Flying car gets Japan's ambitions off the ground
A small flight for one car, but a giant leap for local industry
It was caged and only hovered for about a minute, but it flew.
The new flying car made by NEC is essentially a large drone with four propellers, but it is capable of carrying people.
The Japanese electronics maker demonstrated the machine, which flew without a passenger, in a Tokyo suburb on Monday.
Powered by a battery, it rose briefly to about 3 metres above the ground before settling down again.
But behind the somewhat underwhelming, drama-free demonstration lies a bigger ambition.
Japan’s government wants the country to become a leader in flying cars after missing out on advancements in technology such as electric cars and ride-hailing services.

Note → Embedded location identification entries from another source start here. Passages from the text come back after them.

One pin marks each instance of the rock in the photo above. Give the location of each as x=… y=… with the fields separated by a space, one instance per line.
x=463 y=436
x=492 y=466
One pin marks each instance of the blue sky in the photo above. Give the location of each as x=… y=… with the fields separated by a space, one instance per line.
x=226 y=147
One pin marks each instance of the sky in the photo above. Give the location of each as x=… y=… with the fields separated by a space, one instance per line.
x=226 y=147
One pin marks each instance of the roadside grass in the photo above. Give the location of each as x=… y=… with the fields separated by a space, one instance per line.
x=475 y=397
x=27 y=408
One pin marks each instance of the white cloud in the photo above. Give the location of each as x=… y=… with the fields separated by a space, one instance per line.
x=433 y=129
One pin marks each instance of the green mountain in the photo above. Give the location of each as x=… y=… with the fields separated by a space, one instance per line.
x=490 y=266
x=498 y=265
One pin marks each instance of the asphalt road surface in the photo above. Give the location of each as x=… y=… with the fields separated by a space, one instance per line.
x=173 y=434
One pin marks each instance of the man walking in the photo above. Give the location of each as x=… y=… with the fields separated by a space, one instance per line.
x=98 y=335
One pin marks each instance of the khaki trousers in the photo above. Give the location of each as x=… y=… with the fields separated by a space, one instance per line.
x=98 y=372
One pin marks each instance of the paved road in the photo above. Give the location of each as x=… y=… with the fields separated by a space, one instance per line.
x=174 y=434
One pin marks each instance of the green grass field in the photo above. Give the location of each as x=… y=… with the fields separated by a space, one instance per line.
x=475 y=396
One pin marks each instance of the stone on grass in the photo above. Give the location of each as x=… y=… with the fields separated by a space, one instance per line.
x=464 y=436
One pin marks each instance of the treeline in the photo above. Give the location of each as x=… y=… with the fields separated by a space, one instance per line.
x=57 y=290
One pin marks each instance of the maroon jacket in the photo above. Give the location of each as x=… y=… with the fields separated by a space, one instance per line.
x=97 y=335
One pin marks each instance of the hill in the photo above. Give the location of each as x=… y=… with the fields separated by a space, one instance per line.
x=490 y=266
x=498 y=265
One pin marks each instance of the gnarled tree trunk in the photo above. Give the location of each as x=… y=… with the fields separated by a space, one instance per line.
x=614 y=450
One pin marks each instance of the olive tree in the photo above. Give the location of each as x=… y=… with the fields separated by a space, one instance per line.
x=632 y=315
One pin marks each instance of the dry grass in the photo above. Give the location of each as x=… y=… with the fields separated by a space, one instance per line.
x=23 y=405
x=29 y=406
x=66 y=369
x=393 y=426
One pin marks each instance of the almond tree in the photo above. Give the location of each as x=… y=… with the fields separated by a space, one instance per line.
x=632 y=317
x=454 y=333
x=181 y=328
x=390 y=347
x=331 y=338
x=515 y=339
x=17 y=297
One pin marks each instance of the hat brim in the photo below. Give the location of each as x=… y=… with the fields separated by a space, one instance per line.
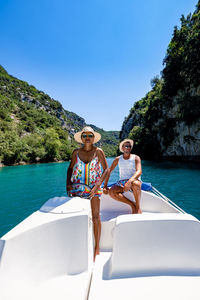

The country’s technological strategy calls for shipping goods by flying cars by about 2023 and having people ride flying cars in cities by the 2030s.
“Japan is a densely populated country and that means flying cars could greatly alleviate the burden on road traffic,” said Kouji Okada, a leader of the project at NEC.
“We are positioning ourselves as an enabler for air mobility, providing location data and building communications infrastructure for flying cars.”
For the past few years, Japan has developed a small, passionate flying-car community that believes the country has the engineering expertise and right environment to foster a global industry in the vehicles.
Venture capitalists set up a Drone Fund devoted to investing in autonomous aircraft in general and flying cars in particular.
Although Monday’s demonstration was among the first by a major Japanese corporation, NEC is not planning to mass-produce the flying car, Mr Okada said.
Project partner Cartivator will start mass producing the machines in 2026, said the start-up’s co-founder, Tomohiro Fukuzawa.
NEC engineers and Cartivator, which it sponsors, spent about a year developing the model.
It is about 3.9 metres long, 3.7 metres wide and 1.3 metres tall, and weighs about 150 kilograms.
It’s being tested in a large, 10 metre by 20 metre cage to make sure it doesn’t fly out of control and injure someone or cause damage.
Japan is not the only country looking at flying cars. Dubai, Singapore and New Zealand have expressed similar intentions.
Google co-founder Larry Page’s Kitty Hawk is also working on a flying car, as is Uber Technologies.
Eventually, NEC’s flying car will be set free. Cartivator has been granted a permit for outdoor flights by Japanese government.